Mid Suffolk District Council has refused outline planning permission for 120 homes to be built in Haughley, citing poor connectivity and harm to local heritage.

Applicant Amber REI Holdings sought permission for the development of a former poultry factory site, adjacent to the listed Haughley Park Jacobean manor house, between Elmswell and Haughley.

This followed a previous application for 149 properties to be built at the same location, which was unanimously rejected by the council’s development control committee in February 2019. Refusal was issued at that time on the grounds of the development being unsustainable and too far away from amenities, forcing residents to travel by car to shops, train stations and schools.

In response to that decision, the applicant made changes to the scheme to try to address concerns previously raised, with a new application for 120 homes being lodged in May 2019.

The council’s chief planning officer used emergency delegated powers to refuse the project today (Friday, April 24), in the absence of regular committee meetings due to the COVID-19 outbreak.

Reasons cited include continued concerns about the overall harm caused by the proposed development outweighing the public benefits that may arise from it, plans failing to provide appropriate affordable housing to meet the council’s policies and the site’s poor connectivity to necessary facilities.
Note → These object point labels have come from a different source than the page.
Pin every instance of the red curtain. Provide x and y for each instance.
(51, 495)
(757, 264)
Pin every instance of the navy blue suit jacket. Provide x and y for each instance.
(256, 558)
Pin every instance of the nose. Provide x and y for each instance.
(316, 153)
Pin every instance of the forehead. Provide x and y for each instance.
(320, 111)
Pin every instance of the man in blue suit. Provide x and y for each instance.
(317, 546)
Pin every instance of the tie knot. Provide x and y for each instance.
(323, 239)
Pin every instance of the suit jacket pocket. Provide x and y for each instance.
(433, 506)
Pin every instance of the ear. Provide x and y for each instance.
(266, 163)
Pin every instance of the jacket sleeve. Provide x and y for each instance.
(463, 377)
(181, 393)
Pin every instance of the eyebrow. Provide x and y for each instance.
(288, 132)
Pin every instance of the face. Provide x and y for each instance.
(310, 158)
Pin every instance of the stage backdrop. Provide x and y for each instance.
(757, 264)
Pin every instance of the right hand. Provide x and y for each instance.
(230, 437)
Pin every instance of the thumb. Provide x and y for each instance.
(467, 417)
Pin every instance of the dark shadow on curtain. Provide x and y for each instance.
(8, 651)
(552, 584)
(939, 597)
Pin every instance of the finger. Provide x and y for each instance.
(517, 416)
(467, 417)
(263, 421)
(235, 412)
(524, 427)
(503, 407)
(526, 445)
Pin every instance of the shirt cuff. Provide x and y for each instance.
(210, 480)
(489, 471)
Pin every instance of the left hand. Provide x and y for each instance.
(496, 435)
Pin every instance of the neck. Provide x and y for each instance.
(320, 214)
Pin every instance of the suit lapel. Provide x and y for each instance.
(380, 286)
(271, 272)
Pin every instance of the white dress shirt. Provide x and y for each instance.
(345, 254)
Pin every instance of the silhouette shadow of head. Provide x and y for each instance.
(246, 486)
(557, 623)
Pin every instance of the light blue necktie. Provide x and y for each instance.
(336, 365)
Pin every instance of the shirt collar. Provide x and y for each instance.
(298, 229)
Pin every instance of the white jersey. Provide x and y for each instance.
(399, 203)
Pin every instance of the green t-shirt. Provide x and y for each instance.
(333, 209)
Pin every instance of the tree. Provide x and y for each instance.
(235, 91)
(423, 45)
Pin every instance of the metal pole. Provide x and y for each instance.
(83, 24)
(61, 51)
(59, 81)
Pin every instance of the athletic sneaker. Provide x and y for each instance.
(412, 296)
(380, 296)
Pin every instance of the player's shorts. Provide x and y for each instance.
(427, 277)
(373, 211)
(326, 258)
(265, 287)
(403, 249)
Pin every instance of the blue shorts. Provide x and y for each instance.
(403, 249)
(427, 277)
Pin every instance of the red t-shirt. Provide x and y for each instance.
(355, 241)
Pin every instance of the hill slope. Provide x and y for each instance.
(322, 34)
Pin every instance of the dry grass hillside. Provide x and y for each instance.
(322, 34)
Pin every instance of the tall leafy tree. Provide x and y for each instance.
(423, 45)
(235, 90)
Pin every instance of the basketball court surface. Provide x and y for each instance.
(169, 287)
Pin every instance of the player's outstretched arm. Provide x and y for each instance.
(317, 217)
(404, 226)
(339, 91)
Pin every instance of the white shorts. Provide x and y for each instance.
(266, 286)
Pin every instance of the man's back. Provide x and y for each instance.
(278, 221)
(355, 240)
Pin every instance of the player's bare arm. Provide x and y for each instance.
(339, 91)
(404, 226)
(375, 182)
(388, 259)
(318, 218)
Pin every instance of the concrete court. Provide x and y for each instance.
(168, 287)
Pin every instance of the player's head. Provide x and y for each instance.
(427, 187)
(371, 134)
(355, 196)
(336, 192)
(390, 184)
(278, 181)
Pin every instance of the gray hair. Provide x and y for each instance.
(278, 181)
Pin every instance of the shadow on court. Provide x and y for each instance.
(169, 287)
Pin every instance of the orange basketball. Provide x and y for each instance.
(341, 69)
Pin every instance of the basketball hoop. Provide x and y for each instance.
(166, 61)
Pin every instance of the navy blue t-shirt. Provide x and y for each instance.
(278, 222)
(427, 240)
The impact to the adjacent historical setting was also a significant factor in the decision against the proposal.

David Burn, Cabinet Member for Planning for Mid Suffolk District Council, said: “We want to ensure that the right properties are built in the right places in Mid Suffolk and are currently working with local residents to identify sites for new housing.

“I support the chief planning officer’s decision that this should not be one of these sites. The amendments made to the applicant’s proposal still failed to address the harm to local heritage and the lack of nearby amenities, meaning residents would have no option but to travel by car, which is at odds with our green ambitions.”